Suppose I want to get several of a file's properties (owner, size, permissions, times) as returned by the lstat() system call. One way to do this in Java is to create a java.io.File object and do calls like length(), lastModified(), etc. on it. I have two problems so far:
Each one of these calls triggers a stat() call, and for my purposes stat()s are considered expensive: I'm trying to scan billions of files in parallel on hundreds of hosts, and (to a first approximation) the only way to access these files is via NFS, often against filer clusters where stat() under load may take half a second.
The call isn't lstat(), it's typically stat() (which follows symlinks) or fstat64() (which opens the file and may trigger a write operation to record the access time).

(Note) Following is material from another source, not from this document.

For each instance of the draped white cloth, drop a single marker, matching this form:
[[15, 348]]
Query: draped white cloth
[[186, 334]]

Is there a "right" way to do this, such that I end up just doing a single lstat() call and accessing the members of the struct stat? What I have found so far from Googling:
JDK 7 will have the PosixFileAttributes interface in java.nio.file with everything I want (but I'd rather not be running nightly builds of my JDK if I can avoid it).
I can roll my own interface with JNI or JNA (but I'd rather not if there's an existing one).
A previous similar question got a couple of suggested JNI/JNA implementations. One is gone and the other is questionably maintained (e.g., no downloads, just an hg repository).
Are there any better options out there?